In keeping with the times, an upcoming upgrade of account aggregation software from Yodlee (Redwood City, Calif.) will instead focus "strictly on helping users manage their billing relationships," says Hill Ferguson, general manager for electronic bill payment and presentment (EBPP) services at Yodlee. "It's not focused on trying to build a personal balance sheet or trying to show you what your net worth is."
Yodlee's new "BillDirect" service, currently in beta-test with one of its to-be-named larger clients, will provide a standardized interface for connecting to the "biller-direct" Web sites of almost 2,500 service providers -- lenders, credit card and mortgage companies -- as well as non-financial billers such as mobile phone, cable television and long-distance companies.
At the moment, biller-direct EBPP sites offer a few things that banks don't. For one, billers often present the most recent line items before they appear on a monthly statement. By bringing that information into its aggregated data set, Yodlee can offer customized alerts that, for example, notify someone that they're about to run out of cell phone plan minutes or miss a credit card payment. To the extent that the service helps consumers to cut back on payments for excess phone usage and late fees, the benefit should be a tangible one.
Furthermore, Yodlee believes that billers won't mind having their information aggregated by a third party, since each online customer helps companies to migrate away from paper statements, lockbox services, and telephone call centers. "If Yodlee BillDirect can encourage customers to sign up for biller-direct offerings, which it does through 'auto-registration' technology, we are in effect promoting their model," says Ferguson.
Yodlee clients will also have an opportunity to make use of the increased pool of aggregated information. Conceivable applications include marketing customized products to customers who, say, make overseas calls to a particular country, or taking note of which customers consistently make on-time payments beyond the information available in consumer credit reports. While such usages would have to meet the standards of applicable privacy and credit reporting laws, the data's there for the picking. "Technically, they have access to all of it," says Ferguson. "They have their own internal policies around how they use that data, according to their own privacy policies."
"We work with each of our customers to make sure that we're meeting their guidelines and standards," adds Ferguson.

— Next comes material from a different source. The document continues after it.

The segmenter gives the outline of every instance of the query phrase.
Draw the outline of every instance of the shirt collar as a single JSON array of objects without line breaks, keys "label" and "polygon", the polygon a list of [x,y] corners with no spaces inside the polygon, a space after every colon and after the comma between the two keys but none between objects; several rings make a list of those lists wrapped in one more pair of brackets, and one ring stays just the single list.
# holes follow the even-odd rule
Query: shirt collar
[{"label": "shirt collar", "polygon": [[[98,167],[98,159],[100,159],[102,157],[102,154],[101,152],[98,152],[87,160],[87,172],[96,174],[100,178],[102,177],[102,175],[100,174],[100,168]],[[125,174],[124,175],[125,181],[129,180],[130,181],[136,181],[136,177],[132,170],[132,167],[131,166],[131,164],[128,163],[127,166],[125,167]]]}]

Another benefit for banks is that consumers who make their online payments through billers' sites, rather than through banks' EBPP systems, essentially shift the burden of managing those payments -- and the cost of doing so -- to the biller. This shift serves both banks seeking to reduce the costs involved with offering EBPP, and Yodlee's Internet portal clients that do not have direct links into the financial network. Yodlee has 150 clients, including Internet portal operators AOL, Microsoft and Yahoo; and financial institutions including Bank of America, Citibank, Fidelity, JP Morgan Chase, Merrill Lynch and Wachovia.
The biller-direct model also has the advantage of providing instant feedback as to receipt of an electronic payment, at the time of payment. By contrast, bank EBPP sites lacking a data feed to a given service provider can only promise that a check will be sent on a given date, without reference to due dates or mailing times.
However, a pilot program announced last week by the Electronic Payments Association (Herndon, Va.) will attempt to mitigate some of those information gaps. Called the Electronic Billing Information Delivery Service (EBIDS), the pilot will promote a secure, standards-based network for exchanging payment and remittance information, between banks and billers, using the ACH network.